A Tale of Wooden Crosses
The gaming group, aka Scandinavian Lardies, went to Flemcon, a local and rather small con, this weekend. Our plan was to continue the Operation Barbarossa game we played at Stockcon earlier this autumn, using the new I Ain’t Been Shot, Mum! v3 rules for the first time. Our ultimate plan was to make people interested in gaming with miniatures, and hopefully join us. The game: We continue a couple of kilometers up the road to Minsk. A Kampfgruppe is exploiting the breakthrough made in the earlier game, but this time the Germans are in for a match, they happen upon prepared positions…

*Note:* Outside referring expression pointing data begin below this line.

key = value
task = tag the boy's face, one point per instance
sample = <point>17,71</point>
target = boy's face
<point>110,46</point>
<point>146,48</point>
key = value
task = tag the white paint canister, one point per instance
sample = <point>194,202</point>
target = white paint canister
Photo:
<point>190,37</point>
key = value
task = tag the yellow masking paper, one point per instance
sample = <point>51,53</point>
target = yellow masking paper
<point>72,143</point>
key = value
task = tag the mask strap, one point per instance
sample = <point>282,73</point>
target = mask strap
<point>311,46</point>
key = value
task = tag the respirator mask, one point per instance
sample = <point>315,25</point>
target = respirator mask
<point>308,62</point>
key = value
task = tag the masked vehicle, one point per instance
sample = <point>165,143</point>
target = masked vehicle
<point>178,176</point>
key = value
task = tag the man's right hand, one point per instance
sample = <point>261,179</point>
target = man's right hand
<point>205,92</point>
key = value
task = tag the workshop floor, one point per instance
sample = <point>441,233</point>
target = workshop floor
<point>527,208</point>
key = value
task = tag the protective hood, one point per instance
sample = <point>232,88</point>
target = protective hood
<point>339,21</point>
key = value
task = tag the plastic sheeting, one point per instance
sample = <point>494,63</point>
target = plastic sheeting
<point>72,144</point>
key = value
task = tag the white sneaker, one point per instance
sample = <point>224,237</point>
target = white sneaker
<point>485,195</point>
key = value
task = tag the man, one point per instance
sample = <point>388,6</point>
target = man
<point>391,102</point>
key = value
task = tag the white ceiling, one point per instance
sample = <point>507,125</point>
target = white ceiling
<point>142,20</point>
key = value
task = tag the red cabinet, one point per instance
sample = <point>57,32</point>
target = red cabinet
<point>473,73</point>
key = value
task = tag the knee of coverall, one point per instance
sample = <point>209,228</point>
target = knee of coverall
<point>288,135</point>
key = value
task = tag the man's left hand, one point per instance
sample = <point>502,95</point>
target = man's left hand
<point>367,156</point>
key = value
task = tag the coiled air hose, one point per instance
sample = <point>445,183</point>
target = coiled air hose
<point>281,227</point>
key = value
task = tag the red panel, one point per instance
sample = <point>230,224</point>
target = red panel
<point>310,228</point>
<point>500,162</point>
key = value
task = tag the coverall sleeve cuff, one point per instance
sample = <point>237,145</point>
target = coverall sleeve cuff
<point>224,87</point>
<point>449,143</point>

Above is the board before the action starts. Germans will enter from the left. Two of our men played the Russian defenders, and prepared their defenses before the public came. Everyone interested were able to get a unit of Germans and be part of the glorious advance on Minsk and Moscow. We have two obvious routes in for the Germans, the central road going through the board, and one road going through the woods on the right flank. The first German recce units went for the central road, and they sent one empty blind by the right road. That blind went a bit forward, started spotting and promptly found traces of tampering on the road ahead – a clever ruse by the Russian, they didn’t have one mine. That stopped all advances on the right flank. Job well done J For the rest of the action I let my pictures tell the tale.
About now we called it a day, after about ten hours of gaming. The Germans had a break-through, but a lot of angry Russians in their back and flank and rather heavy losses - and therefore an urgent need for wooden crosses. Would the Russians cooperate and the Germans get a Kessel, or was this an early set-back? Who knows? A nice game, and I hope everyone enjoyed themselves. We were seven people from the gaming group playing, umpiring, explaining and having a good time, about ten people participating during the day and a bunch of spectators coming and going. I was exhausted when I came home at half past eleven.